Data Normalization Techniques
First step to make sense of data
Decimal scaling
Divide the data to make the max value below 1
Min-Max Normalization (scaling to a range)
Minimum get transformed to 0 and maximum gets transformed to 1.
v’ = (v-min/max-min)
Guarantees all features will have the exact same scale but does not handle outliers well
Z-Score Normalization (Robust Standardization)
Z-score is a variation of scaling that represents the number of standard deviations away from the mean.
v’ = ((v-mean)/standard deviation)
Handles outliers, but does not produce normalized data with the exact same scale
Log Transform
The Log Transform decreases the effect of the outliers, due to the normalization of magnitude differences and the model become more robust.
v’ = log(v)
Log scaling is helpful when a handful of your values have many points, while most other values have few points. This data distribution is known as the power law distribution
Feature Clipping
If your data set contains extreme outliers, you might try feature clipping, which caps all feature values above (or below) a certain value to fixed value.

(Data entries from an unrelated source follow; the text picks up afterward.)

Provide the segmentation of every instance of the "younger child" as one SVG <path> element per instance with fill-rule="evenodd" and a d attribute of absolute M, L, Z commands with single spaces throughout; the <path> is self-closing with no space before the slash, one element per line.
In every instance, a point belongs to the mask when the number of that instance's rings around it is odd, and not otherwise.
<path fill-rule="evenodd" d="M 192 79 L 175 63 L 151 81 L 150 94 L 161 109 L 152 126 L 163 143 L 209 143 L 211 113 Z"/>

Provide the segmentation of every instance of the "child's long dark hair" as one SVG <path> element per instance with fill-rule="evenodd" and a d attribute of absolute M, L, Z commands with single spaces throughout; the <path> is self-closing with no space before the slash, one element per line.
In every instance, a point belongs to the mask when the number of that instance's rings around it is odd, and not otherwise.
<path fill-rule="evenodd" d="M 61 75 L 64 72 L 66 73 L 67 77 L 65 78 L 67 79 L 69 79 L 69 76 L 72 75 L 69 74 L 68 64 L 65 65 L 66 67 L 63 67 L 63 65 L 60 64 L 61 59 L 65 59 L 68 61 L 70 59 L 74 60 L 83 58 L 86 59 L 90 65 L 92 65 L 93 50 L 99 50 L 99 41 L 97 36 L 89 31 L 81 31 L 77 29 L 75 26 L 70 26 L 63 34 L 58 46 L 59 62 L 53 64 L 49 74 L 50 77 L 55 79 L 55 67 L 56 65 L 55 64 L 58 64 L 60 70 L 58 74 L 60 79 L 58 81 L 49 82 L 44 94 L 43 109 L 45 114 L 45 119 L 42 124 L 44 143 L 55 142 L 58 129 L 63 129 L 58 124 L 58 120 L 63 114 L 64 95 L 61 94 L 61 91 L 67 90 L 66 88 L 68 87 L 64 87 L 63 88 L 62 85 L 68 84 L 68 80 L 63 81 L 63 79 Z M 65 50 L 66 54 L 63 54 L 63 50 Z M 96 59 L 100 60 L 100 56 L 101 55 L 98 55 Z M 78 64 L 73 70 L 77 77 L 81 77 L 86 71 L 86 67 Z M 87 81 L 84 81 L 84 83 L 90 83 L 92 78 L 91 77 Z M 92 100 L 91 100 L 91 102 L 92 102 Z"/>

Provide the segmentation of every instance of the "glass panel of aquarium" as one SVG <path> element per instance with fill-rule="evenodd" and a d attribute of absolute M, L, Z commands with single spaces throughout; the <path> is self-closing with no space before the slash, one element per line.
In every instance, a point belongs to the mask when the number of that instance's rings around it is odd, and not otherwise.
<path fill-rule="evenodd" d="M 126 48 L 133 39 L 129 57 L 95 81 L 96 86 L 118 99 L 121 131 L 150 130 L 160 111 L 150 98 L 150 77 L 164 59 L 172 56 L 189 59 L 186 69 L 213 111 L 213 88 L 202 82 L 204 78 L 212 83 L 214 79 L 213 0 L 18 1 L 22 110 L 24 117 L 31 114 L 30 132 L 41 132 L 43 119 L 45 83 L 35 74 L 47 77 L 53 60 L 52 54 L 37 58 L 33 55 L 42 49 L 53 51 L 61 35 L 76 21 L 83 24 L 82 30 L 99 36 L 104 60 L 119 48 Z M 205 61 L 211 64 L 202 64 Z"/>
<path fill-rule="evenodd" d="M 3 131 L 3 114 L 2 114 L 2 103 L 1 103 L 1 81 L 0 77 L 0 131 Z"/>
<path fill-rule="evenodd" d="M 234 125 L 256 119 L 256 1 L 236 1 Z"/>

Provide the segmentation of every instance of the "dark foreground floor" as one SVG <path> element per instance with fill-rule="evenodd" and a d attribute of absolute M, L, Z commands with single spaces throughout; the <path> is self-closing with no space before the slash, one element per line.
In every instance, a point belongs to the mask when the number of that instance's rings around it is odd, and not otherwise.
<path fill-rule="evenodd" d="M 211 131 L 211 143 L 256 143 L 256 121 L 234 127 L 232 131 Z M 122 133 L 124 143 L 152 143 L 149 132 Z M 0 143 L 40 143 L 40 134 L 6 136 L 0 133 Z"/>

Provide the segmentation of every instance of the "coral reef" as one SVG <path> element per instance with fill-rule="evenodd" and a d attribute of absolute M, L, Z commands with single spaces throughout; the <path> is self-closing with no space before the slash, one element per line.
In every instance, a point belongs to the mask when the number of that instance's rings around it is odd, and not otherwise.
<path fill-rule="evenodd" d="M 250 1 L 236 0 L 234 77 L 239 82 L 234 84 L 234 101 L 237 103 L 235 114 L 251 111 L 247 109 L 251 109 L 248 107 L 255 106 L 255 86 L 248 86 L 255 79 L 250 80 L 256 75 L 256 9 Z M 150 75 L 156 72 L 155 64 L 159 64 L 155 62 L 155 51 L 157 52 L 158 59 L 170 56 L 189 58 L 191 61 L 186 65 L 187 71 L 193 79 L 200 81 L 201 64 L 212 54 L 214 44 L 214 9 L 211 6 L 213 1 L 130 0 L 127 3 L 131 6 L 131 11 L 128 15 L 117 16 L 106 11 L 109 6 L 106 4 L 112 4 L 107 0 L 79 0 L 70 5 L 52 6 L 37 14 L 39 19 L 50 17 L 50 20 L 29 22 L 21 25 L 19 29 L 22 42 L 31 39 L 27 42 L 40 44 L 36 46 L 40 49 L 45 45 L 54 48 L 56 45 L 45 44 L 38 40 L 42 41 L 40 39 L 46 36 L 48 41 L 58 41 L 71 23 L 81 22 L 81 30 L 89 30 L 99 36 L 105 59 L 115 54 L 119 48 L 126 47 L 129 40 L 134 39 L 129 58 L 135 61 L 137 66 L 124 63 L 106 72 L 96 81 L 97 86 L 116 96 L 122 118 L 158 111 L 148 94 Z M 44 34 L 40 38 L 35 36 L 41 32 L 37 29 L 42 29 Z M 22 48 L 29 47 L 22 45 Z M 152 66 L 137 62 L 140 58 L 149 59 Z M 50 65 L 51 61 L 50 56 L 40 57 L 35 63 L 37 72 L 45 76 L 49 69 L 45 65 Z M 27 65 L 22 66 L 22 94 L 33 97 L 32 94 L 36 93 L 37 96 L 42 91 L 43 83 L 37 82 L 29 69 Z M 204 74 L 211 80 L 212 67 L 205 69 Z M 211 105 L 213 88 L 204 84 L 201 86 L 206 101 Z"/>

Buckets with equally spaced boundaries
the boundaries are fixed and encompass the same range
Buckets with Quantile Bucketing
Creating buckets that each have the same number of points
Spotting Outliers with Inter-Quartile Range
IQR = Q3-Q1
Lower Outlier Limit = Q1- 1.5*IQR
Upper Limit = Q3+1.5*!QR
example —
10.2, 14.1, 14.4. 14.4, 14.4, 14.5, 14.5, 14.6, 14.7, 14.7, 14.7, 14.9, 15.1, 15.9, 16.4
Q1(25th percentile) = 14.4
Q2(50th percentile) = 14.6
Q3(75th percentile) = 14.9
IQR = .5, Lower Limit = 13.65, Upper Limit =15.65